1785 was a bad year for truth, sound sense, moral integrity and Gospel theology. This paper seeks to show how Andrew Fuller sought to put the clock back on at least 80 years of true Biblical teaching and how he left the beaten track trod by saints who were justified and sanctified by free-grace. He chose to return to the rational doctrines of moral duties and works-righteousness of pre-revival days. It will be shown that Andrew Fuller had a faulty view of man, a faulty view of God, a faulty view of the Law, a faulty view of the Gospel, a faulty view of redemption and a faulty view of Christ`s Church. Pointing out Fuller`s theological follies is no easy task. This is because Fuller delights in using a meta-language of his own invention to describe traditional theological concepts. Anyone trying to follow Fuller`s use of words must invariable lose his meaning at some time or other. 

Much of Fuller`s writings is taken up with his trying to clean himself of the miry clay he fell into through leaving the rock of Biblical Calvinism and the plain meaning of Scripture. He accuses his numerous critics of misunderstanding him and reading into his words concepts which were far from his mind. He believed, however, that this was proof that his critics were ´Hyper-Calvinists and Antinomians` as his arguments were as clear as day to himself. He never seems to have suspected that the presence of so much ´misunderstanding` amongst many saintly men was a clear sign that something was wrong with his own arguments. 

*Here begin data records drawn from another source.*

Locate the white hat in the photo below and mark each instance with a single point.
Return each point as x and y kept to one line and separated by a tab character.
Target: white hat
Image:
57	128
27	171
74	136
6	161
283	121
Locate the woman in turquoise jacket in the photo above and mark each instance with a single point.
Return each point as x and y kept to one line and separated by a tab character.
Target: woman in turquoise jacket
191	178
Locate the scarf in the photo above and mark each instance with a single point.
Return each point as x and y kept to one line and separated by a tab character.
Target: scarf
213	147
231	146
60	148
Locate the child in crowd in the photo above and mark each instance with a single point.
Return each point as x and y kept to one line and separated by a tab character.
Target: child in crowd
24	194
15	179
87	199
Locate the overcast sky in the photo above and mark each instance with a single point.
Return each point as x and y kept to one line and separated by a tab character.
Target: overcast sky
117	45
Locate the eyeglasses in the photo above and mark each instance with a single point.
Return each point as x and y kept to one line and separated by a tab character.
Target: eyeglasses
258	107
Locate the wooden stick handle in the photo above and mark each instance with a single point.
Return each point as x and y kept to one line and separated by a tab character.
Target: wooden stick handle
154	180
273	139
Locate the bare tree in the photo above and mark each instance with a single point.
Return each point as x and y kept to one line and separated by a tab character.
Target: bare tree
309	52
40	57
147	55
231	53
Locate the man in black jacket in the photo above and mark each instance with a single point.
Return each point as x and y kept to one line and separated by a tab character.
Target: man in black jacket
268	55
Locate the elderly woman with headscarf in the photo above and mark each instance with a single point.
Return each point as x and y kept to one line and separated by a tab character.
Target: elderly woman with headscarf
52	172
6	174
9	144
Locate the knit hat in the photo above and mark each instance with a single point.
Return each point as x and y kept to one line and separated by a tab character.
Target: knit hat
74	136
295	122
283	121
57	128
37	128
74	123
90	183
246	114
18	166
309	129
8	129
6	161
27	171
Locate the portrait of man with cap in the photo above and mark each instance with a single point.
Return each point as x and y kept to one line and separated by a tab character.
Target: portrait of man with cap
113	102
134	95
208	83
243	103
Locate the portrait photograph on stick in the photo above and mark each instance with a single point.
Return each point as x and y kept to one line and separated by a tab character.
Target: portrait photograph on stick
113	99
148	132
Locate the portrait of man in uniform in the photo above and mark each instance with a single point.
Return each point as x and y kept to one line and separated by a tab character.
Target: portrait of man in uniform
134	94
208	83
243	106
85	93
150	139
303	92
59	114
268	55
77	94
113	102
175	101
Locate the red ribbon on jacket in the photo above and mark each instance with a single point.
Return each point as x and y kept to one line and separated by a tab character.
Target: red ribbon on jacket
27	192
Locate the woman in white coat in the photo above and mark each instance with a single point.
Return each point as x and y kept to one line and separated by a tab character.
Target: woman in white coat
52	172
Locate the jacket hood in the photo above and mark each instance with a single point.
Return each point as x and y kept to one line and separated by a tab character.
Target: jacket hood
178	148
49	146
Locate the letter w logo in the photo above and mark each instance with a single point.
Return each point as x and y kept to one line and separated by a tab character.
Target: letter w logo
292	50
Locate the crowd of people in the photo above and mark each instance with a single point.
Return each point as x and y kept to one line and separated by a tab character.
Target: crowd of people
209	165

Furthermore, Fuller is in his element when boiling down words to what he calls their ´proper meaning` which he believes is their secular ´dictionary` meaning. This often leaves him with theological concepts quite robbed of their theological content. This is nowhere more clear than when Fuller is dealing with sin and atonement. 
Then there is Fuller`s frustrating habit of stating that certain words such as imputation, punishment, debt, sin or phrases such as ´being made sin` were ´improperly` or ´metaphorically` used in the Bible, only to use them himself a few sentences further on apparently with the meaning he denied they contained. He often condemns the arguments of his opponents and then appears to argue in the self same way. Often he redefines a term, giving it an entirely different meaning and yet uses that same term with its usual meaning elsewhere. Not content with this, Fuller would take a critic to task for using words wrongly and then he would use the words in just the same way himself . Never was there such an example of Humpty Dumpty saying that he made words mean what he wanted them to mean! 

Fuller`s basic ´world view` is outlined in his highly controversial book The Gospel Worthy of All Acceptation. This work is a treatise in paradoxical reasoning claiming that on the one hand, Christ died to atone for all men, providing they wished to benefit from it. On the other hand, as the Father saw in advance that no one would wish to accept Christ of their own free will, He changed his original intention of a universal atonement and merely guaranteed that certain sinners would follow their inner sense of duty and repent and believe. Notwithstanding the change in plans, Christ still died for all men though His Father had now restricted salvation to a select few. This strange confusion of ideas is hailed by Fullerites as being true ´evangelical Calvinism` and the teaching that Christ died to save His flock and thus secured their full salvation without losing a soul is termed ´False Calvinism` or ´Hyper-Calvinism. When Fuller, however, develops his theory, he tones down the fact that only a remnant will be saved and emphasises that every human being has an inner awareness of the Gospel and feels an inner duty to accept it, should he wish. Unlike Calvin, who believed in preaching election, Fuller maintains that election is an inner secret of the Church and should not be preached openly. 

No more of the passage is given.